Closed APriestman closed 3 years ago
Having the .targets file allows easier integration into Visual Studio - it sets up the include/library folders and copies the dlls.
Switching from "lib" to "build" for the base folder seems more consistent with other packages I've seen, and having it as "lib" was generating a warning when I ran nuget pack.
FYI the libvmdk.nuspec file is generated by https://github.com/libyal/libyal/blob/master/scripts/source-generate.py. Any documentation on these changes and the target file format?
Looking at it further, it seems like the .targets file does need to be in a build folder, but a lib folder also makes sense. Let me see if it works to only put the .targets file in build and leave the lib folder as-is.
ack, let me know how that turns out. I recall the lib folder was the advise/default for an earlier version of nuget creation tools. I've not followed this space too much.
It is still unclear to me how this is supposed to be done. But it's not that bad setting up the includes/libraries on our end for the existing nuget package so I think we can just stick with that. Sorry for the trouble.
Incidentally, any chance of getting a libewf nuget package?
Incidentally, any chance of getting a libewf nuget package?
yes, is building on AppVeyor as we speak. if that succeeds I'll deploy it
It is still unclear to me how this is supposed to be done.
What part?

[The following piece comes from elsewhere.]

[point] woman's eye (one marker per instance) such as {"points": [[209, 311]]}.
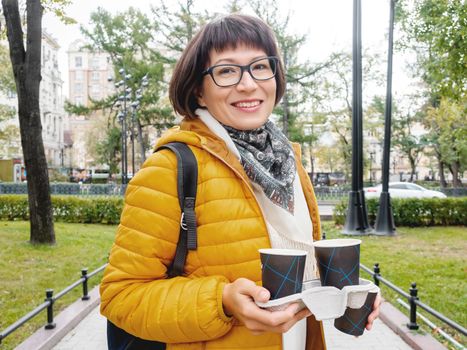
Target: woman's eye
{"points": [[226, 71], [260, 66]]}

I thought VS pulls in the files using nuget and then you'll have to make sure the project files include the library and include paths.
built and deployed: https://www.nuget.org/packages/libewf/
Excellent!
Yes that is how I'm doing it now. Some nuget packages have a .targets file that will automatically add the include folders/lib folders and copy over the dlls at the end (the versions of openssl and zlib I have do this) so you don't need to edit the build file at all. What I'm still unclear about is how to properly have a lib folder like you have now but still support this. But as I said, editing the project files isn't that much work.
The nuget documentation is far from specific but maybe this is an indication into cause https://docs.microsoft.com/en-us/nuget/guides/native-packages
NuGet cannot directly add references to a C++ project
Change nuget paths to prevent warning.